172. Para conhecer a excelência deste motivo, seria preciso conhecer o bem que representa converter um pecador ou libertar uma alma do Purgatório: bem infinito, maior do que criar o Céu e a Terra, pois se dá a uma alma a posse de Deus. Quando por esta prática se libertasse apenas uma alma do Purgatório, durante toda uma vida, ou se convertesse um só pecador, não seria isto bastante para resolver todo o homem verdadeiramente caritativo a abraçá-la?
No entanto, devemos notar que as nossas boas obras, passando pelas mãos de Maria, recebem um aumento de pureza e, por consequência, de mérito e de valor satisfatório e impetratório; tornam-se por isso, muito mais capazes de aliviar as almas do Purgatório e de converter os pecadores do que se não passassem pelas mãos liberais e virginais de Maria. O pouco que damos por intermédio da Santíssima Virgem, sem nisso entrar a nossa vontade, e por uma verdadeira caridade desinteressada, torna-se, na verdade, bem poderoso para dobrar a cólera de Deus e atrair a Sua misericórdia; verificar-se-á, à hora da morte, que uma alma fiel a esta prática conseguiu, por este meio, libertar muitas almas do Purgatório e converter muitos pecadores, embora não tenha praticado senão ações próprias do seu estado, bastante normais. Que alegria para a alma durante o seu julgamento e que glória para a eternidade!
ARTIGO VIII
ESTA DEVOÇÃO É MEIO ADMIRÁVEL DE PERSEVERANÇA
173. Oitavo motivo - Finalmente, aquilo que nos deve prender mais poderosamente, de algum modo, a esta devoção à Santíssima Virgem, é porque ela é um admirável meio de perseverança na virtude de ser fiel. Porque será que grande parte das conversões dos pecadores não são duráveis? Porque caem tão facilmente no pecado? Porque será que a maior parte dos justos, longe de avançar de virtude em virtude e de adquirir novas graças, perde tantas vezes as poucas virtudes e graças que tem? Esta desgraça provém de que o homem, como acima mostrei, sendo tão corrompido, tão fraco e inconstante, se fia em si, apoia-se nas próprias forças e julga-se capaz de guardar o tesouro das suas graças, virtudes e méritos.

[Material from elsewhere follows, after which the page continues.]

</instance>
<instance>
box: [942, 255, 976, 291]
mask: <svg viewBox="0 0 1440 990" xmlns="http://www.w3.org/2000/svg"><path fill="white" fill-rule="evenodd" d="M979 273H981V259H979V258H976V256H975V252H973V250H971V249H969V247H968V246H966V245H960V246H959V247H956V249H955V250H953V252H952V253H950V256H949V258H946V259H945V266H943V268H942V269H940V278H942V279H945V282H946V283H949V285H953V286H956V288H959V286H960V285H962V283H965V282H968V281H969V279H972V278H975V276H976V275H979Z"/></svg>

Por esta devoção confia-se à Virgem, que é fiel, tudo o que possui, tomando-a por depositária universal de todos os bens da natureza e da graça. Entregamo-nos à sua fidelidade, apoiamo-nos no seu poder, contamos com a sua misericórdia e a sua caridade, para que conserve e aumente as nossas virtudes e méritos, mau grado o diabo, o mundo e a carne que empregam todas as suas forças para no-los arrebatar. Dizemos-lhe como um bom filho à sua mãe, um fiel servo à sua senhora: Depositum custodi; minha boa Mãe e Senhora, reconheço que tenho recebido, até hoje, mais graças de Deus por vossa intercessão do que mereço e que a minha funesta experiência me ensina que trago este tesouro num vaso frágil e que sou muito fraco e miserável para o conservar: adolescentulus sum ego et contemptus; por favor, recebei em depósito tudo o que possuo, e conservai-o para mim, pela vossa fidelidade e poder. Se mo guardais, nada poderei perder; se me sustentais, não poderei cair; se me protegeis, nada poderão contra mim os meus inimigos.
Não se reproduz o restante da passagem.